A diverse, perennial vision

Beyond the monoculture: crop diversity

Harnessing ecological processes to supplant the need for inputs like fertilizers and pesticides can maintain food production while reducing the environmental impacts of agriculture. Using models of naturally occurring plant communities, Land Institute researchers aim to achieve new levels of ecological intensification with intercropping. Kernza®, for example, is already being intersown with legume species both on research stations and farms.

Beyond the biophysical: perennial civilization

Food systems are social, cultural, and economic as well as biophysical. The invention of new perennial polycultures could enable new ways for people to make a living within an ecospheric standard. To sustain a just transition to a diverse and perennial agriculture, people need to provide ongoing care to perennial crops, soils, and to each other in community. Researchers are working with a range of collaborators to develop perennial food systems projects that bridge science and civic society.

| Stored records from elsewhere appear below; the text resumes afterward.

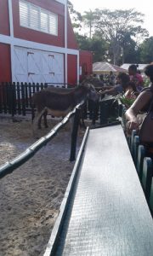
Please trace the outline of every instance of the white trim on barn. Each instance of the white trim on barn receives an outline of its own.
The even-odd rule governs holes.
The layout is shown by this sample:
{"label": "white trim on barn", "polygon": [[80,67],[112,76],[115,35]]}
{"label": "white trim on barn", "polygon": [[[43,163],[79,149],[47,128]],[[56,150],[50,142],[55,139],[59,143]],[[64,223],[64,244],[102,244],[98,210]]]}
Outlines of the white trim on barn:
{"label": "white trim on barn", "polygon": [[[65,4],[65,15],[67,17],[67,0],[57,1]],[[0,42],[3,44],[10,44],[11,51],[11,69],[12,69],[12,81],[15,79],[15,63],[14,63],[14,48],[23,47],[31,49],[32,50],[54,52],[57,54],[65,54],[65,83],[67,83],[67,55],[76,55],[77,56],[77,81],[79,80],[79,50],[67,48],[67,18],[65,19],[65,48],[48,45],[45,44],[36,43],[32,41],[23,40],[14,37],[14,26],[13,26],[13,12],[12,12],[12,0],[8,0],[8,13],[10,22],[10,36],[0,35]]]}

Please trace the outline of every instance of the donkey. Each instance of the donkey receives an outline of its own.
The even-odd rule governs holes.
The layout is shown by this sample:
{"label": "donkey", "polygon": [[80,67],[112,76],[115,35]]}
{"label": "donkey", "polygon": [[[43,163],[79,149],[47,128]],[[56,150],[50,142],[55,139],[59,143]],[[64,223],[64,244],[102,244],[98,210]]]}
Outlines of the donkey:
{"label": "donkey", "polygon": [[32,105],[37,108],[37,112],[33,119],[33,131],[35,125],[41,128],[42,116],[44,125],[48,127],[48,113],[55,117],[65,117],[78,103],[88,98],[94,102],[99,101],[99,95],[91,84],[81,84],[71,89],[48,87],[36,92],[32,97]]}

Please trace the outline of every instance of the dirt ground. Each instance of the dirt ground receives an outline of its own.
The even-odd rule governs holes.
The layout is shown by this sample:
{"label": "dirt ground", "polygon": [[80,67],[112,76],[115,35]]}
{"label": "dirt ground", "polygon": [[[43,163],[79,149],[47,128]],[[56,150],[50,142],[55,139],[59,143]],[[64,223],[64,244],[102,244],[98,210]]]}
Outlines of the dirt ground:
{"label": "dirt ground", "polygon": [[[45,135],[57,122],[49,120]],[[77,152],[84,132],[79,132]],[[36,142],[30,119],[0,117],[0,166]],[[74,162],[69,124],[31,160],[0,179],[0,256],[43,255]]]}

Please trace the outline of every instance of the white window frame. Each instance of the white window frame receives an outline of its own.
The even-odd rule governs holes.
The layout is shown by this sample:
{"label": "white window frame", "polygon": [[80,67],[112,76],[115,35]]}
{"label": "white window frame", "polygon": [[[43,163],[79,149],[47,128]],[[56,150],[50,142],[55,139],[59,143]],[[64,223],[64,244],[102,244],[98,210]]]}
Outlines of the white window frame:
{"label": "white window frame", "polygon": [[[20,7],[19,8],[20,9],[20,25],[21,26],[24,26],[24,27],[27,27],[27,28],[30,28],[30,29],[32,29],[32,30],[36,30],[36,31],[39,31],[39,32],[44,32],[44,33],[48,33],[48,34],[50,34],[50,35],[54,35],[54,36],[58,36],[58,15],[54,14],[54,13],[52,13],[50,11],[48,11],[44,9],[42,9],[41,7],[39,6],[37,6],[37,5],[34,5],[27,1],[25,1],[25,0],[20,0],[19,1],[19,4],[20,5],[20,3],[26,3],[26,6],[27,6],[27,9],[28,9],[28,26],[26,25],[24,25],[22,23],[22,17],[21,17],[21,13],[20,13]],[[31,26],[31,9],[34,8],[36,9],[37,9],[38,11],[38,27],[34,27],[32,26]],[[47,15],[48,15],[48,21],[47,21],[47,26],[46,26],[46,31],[42,30],[41,28],[41,13],[45,13]],[[55,26],[54,26],[54,31],[51,31],[51,28],[50,28],[50,17],[51,18],[54,18],[54,23],[55,23]]]}

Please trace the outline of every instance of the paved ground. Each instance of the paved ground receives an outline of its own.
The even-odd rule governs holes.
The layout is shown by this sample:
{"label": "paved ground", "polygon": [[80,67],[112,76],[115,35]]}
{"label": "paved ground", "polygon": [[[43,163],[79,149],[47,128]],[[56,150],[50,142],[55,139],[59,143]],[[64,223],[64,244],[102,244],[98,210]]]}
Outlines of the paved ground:
{"label": "paved ground", "polygon": [[[29,119],[0,117],[0,165],[36,140]],[[57,121],[49,120],[50,127]],[[0,180],[0,256],[42,255],[74,163],[69,125],[35,156]],[[50,128],[39,131],[39,137]],[[79,132],[77,151],[83,132]]]}

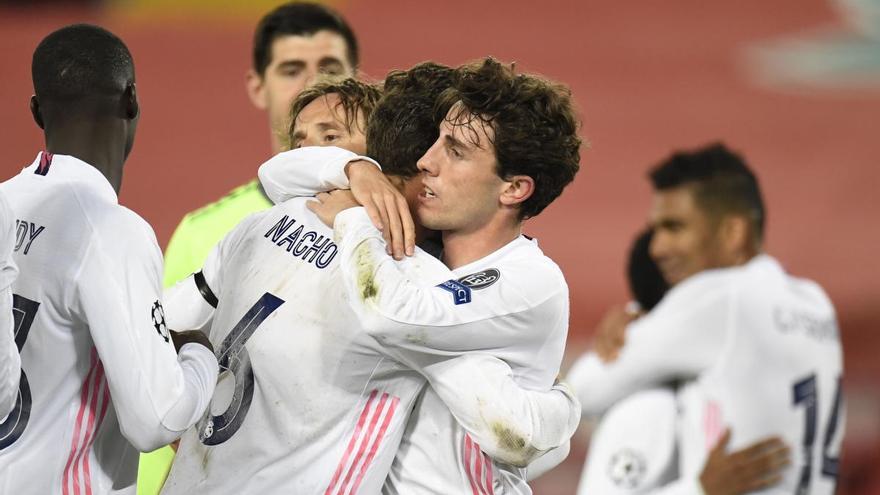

Perennial Crops at The Land Institute

Beyond Kernza® The Land Institute is developing a group of perennial grains, legumes, and oilseeds that will bring unprecedented sustainability to agriculture. We use two approaches to breed new crops: Domestication of wild perennials and perennialization of existing annual crops.

Perennial Legumes

Legumes improve soil fertility by adding nitrogen and also provide high-protein seeds for human consumption. We use legumes as perennial grains and as companion crops for other perennial grains. We are currently working with a range of perennial legume species including sainfoin, alfalfa, and lupine.

Perennial Oilseeds

A plant in the sunflower family native to the Great Plains, Silphium integrifolium is being domesticated as an oilseed crop that could replace annual oilseed crops such as sunflower and soy.

Perennial Rice

In 2007, Dr. Fengyi Hu reactivated perennial rice breeding in China’s Yunnan Province, releasing the first perennial rice to Chinese farmers in 2018. Land Institute staff advise, fund, and advocate for the program.

Perennial Sorghum

Like annual sorghum, perennial sorghum has good seed yield but size and flavor require improvement. Our hybrids are being trialed in sub-Saharan Africa to see how well they persist through dry seasons.

Perennial Wheat

We focus on hybrids made by crossing annual wheat species–especially durum wheat used for making pasta–with wheatgrass species, including the species being marketed as Kernza®.